3 月2日。今日はレトルトカレーの日
3月2日は一般社団法人ご当地レトルトカレー協会が制定したご当地レトルトカレーの日。1月22日がカレーの日、2月12日がレトルトカレーであることから、その並びに続く形で制定された。
移動と変化を続ける食べ物、カレー
カレー粉が初めて商品化されたのは、イギリスにおいてであった。地理上の発見以来 インドは綿花、香辛料、小麦などの原料国であり、ポルトガル、スペインにつづいてオランダとともに植民地を求めて東洋への進出を計っていたイギリスにとって絶好の獲物であった。
このインドにおいてイギリスが1600年に東インド会社を設立し、その後種々の植民地政策を展開してきたことは歴史にみる通りである。
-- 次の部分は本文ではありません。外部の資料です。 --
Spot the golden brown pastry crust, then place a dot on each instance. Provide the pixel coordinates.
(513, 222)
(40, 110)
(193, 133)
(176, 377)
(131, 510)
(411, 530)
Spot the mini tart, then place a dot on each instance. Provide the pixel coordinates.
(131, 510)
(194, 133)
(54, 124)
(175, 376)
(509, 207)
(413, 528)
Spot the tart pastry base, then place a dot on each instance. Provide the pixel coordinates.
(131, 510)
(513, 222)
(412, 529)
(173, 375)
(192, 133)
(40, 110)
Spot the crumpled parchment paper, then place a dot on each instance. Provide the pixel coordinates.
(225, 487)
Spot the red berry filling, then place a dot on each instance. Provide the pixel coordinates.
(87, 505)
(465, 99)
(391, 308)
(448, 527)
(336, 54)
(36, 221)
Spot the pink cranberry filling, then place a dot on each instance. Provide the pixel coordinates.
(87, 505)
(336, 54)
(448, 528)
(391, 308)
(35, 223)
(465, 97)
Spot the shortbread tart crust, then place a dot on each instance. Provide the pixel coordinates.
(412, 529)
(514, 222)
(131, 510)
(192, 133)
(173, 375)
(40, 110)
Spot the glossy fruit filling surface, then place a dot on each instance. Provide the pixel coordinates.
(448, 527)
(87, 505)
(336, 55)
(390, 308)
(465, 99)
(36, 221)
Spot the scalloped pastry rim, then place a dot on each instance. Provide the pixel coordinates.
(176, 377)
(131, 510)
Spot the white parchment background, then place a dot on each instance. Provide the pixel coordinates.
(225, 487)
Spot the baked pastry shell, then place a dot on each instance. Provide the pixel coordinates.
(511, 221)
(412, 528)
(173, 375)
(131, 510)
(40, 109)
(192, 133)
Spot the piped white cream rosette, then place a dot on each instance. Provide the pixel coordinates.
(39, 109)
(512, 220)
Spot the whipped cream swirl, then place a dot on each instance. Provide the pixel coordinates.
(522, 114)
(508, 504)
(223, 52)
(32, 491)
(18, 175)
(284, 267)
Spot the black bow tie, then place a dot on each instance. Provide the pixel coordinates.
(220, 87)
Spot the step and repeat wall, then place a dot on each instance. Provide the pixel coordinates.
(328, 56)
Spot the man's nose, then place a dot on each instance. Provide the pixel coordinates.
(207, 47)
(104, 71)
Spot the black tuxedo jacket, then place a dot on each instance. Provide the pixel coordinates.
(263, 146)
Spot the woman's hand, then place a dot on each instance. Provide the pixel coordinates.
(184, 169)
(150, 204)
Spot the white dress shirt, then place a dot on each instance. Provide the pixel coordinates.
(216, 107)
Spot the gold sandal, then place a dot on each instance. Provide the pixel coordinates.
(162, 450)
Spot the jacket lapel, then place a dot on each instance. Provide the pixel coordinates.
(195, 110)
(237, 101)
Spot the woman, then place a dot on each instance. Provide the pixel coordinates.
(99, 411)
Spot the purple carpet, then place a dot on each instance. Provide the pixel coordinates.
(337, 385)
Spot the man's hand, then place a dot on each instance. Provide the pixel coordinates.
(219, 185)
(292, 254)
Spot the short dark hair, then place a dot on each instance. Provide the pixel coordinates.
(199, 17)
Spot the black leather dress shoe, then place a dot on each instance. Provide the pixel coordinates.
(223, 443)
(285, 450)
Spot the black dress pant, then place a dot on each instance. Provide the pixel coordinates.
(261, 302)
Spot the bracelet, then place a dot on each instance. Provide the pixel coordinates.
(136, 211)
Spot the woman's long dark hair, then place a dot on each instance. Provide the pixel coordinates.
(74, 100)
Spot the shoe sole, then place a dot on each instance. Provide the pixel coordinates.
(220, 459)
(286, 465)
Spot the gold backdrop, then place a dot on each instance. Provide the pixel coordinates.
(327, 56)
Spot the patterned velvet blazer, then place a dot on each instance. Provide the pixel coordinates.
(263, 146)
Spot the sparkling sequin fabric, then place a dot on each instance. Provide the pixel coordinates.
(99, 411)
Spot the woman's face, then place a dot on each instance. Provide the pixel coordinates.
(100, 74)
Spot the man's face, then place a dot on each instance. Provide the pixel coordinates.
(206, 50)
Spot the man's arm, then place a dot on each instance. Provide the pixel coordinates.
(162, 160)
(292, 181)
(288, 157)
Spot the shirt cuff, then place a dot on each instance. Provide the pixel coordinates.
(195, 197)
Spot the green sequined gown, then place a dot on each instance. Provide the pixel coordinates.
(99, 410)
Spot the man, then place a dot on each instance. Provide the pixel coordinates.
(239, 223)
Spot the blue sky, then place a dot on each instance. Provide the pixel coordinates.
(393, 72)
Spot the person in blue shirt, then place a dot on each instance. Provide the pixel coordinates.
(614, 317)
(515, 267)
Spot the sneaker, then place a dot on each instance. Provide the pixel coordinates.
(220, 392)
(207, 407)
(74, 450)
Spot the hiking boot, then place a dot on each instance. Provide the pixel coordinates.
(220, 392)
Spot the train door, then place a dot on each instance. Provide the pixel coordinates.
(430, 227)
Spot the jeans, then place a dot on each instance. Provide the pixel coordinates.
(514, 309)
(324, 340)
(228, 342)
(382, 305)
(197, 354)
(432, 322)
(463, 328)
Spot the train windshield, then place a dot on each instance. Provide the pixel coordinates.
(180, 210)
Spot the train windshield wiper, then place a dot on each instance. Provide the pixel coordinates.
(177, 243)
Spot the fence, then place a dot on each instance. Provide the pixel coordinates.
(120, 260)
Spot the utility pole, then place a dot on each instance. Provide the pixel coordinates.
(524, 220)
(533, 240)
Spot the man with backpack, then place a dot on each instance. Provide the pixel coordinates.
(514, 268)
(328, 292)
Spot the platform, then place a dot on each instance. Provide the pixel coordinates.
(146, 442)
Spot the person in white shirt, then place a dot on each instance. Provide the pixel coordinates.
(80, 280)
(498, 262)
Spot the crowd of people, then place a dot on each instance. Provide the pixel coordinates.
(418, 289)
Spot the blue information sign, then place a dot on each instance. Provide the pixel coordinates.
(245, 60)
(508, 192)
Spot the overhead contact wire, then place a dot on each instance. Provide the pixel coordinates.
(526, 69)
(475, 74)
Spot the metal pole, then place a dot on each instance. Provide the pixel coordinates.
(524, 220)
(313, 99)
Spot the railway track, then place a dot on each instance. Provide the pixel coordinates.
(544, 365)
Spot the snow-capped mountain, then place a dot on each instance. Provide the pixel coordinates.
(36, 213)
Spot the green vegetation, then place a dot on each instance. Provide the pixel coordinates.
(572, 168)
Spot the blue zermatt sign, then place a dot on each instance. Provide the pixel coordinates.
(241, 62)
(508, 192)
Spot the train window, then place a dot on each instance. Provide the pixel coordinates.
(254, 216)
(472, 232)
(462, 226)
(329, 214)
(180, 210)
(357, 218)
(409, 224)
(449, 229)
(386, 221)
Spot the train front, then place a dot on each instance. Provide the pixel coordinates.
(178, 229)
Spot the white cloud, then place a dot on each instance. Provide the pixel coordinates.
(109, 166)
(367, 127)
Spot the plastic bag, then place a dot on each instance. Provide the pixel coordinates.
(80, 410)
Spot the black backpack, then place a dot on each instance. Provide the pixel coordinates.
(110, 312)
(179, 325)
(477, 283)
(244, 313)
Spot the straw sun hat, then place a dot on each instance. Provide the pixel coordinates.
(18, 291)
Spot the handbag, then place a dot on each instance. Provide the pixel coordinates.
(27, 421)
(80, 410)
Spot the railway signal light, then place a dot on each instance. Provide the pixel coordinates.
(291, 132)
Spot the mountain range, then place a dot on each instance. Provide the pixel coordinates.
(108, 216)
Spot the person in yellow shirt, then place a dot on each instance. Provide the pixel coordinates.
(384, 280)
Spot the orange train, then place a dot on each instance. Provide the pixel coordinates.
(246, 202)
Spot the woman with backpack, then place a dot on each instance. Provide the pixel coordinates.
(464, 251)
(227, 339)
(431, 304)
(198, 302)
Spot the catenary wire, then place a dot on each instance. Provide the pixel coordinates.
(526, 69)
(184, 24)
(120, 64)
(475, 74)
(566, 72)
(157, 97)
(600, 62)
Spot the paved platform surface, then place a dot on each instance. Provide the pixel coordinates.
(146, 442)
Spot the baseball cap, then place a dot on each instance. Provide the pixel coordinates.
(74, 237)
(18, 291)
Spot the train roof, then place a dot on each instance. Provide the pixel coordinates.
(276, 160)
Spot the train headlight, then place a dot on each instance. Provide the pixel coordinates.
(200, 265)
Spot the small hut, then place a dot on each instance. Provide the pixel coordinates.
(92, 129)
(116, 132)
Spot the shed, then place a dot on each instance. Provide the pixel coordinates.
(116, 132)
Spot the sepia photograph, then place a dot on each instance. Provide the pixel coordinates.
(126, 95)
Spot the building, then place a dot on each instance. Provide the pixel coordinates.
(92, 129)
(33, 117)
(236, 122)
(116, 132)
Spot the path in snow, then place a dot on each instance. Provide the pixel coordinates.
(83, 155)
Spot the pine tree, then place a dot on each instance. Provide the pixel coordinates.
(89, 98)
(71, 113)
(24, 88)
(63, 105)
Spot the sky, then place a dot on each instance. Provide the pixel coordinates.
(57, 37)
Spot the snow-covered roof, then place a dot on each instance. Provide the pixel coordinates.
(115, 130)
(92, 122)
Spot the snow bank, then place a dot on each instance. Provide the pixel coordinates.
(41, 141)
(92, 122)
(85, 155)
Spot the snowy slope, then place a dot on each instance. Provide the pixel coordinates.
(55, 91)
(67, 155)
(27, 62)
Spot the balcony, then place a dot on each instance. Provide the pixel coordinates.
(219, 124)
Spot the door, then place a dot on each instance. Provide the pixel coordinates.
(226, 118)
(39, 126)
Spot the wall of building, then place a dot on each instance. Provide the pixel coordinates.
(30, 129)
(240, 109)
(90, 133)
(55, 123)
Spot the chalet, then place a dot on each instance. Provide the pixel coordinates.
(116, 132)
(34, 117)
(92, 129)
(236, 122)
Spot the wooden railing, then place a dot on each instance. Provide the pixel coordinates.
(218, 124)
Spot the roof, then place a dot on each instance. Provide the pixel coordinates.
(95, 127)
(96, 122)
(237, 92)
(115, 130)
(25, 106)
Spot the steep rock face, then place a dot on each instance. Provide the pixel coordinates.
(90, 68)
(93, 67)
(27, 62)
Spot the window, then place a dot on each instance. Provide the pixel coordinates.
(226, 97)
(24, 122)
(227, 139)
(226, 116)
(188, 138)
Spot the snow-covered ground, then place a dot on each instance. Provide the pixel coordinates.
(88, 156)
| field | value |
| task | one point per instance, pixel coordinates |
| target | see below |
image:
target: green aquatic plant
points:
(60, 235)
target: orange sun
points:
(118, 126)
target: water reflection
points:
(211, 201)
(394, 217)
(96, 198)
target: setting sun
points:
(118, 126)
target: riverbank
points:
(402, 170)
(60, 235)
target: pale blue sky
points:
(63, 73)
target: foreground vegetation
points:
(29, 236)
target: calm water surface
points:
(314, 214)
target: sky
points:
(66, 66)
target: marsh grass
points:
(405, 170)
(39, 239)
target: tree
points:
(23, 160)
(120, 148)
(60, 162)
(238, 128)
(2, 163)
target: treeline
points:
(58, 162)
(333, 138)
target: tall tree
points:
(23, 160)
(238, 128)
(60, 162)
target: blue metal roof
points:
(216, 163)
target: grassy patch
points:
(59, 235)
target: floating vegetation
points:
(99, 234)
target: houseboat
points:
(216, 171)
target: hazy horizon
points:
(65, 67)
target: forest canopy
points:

インドとの往来がはげしくなり東インド会社員、軍人、旅行者など多くの人々がインドの食生活を経験し、またいわゆるカレー料理も経験し、これをイギ リスに持ち帰ったとしても何の不思議もない。一般には後に東インド会社の総督をつとめたヘイスティングが1772年頃にカレーを本国に紹介したといわれている。そのカレーは英王室をはじめとし、間もなくイギリスの上流社会にも伝わり、やがて一般家庭にまで浸透していった。
このような事情を背景として イギリス人がその将来性、市場性を見込んで世界で初めてカレー粉を商品化し、それから世界各国へ広まっていったのである。
『東京流行細見記』によれば日本には1877(明治10)年頃、京都、大阪にも西洋料理屋が2軒できていてそのメニューに「そっぶ(スープ)、おむれつ、しちゅう、かつれつ、びすてき、らいすかれい、さらざ其外お好みしだい。」と記されているところをみると、カレーは1872(明治5)年頃には日本に入ってきていたのではないかと推定される。
その後鹿鳴館時代に一定程度広まり、かなりの人々に知れわたっていたと思われる。この時代は歴史が示す通り、あらゆる西欧文明をとり入れようとして、 和服を洋服に、日本間を洋間に変えること、はなはだしくは西欧人との結婚を奨励した時代である。当時のことながらその食生活においても、和食を洋食に という動きが著しく強かったのである。このような時流を背景に、カレー粉が急速に浸透していったのは想像に難くない。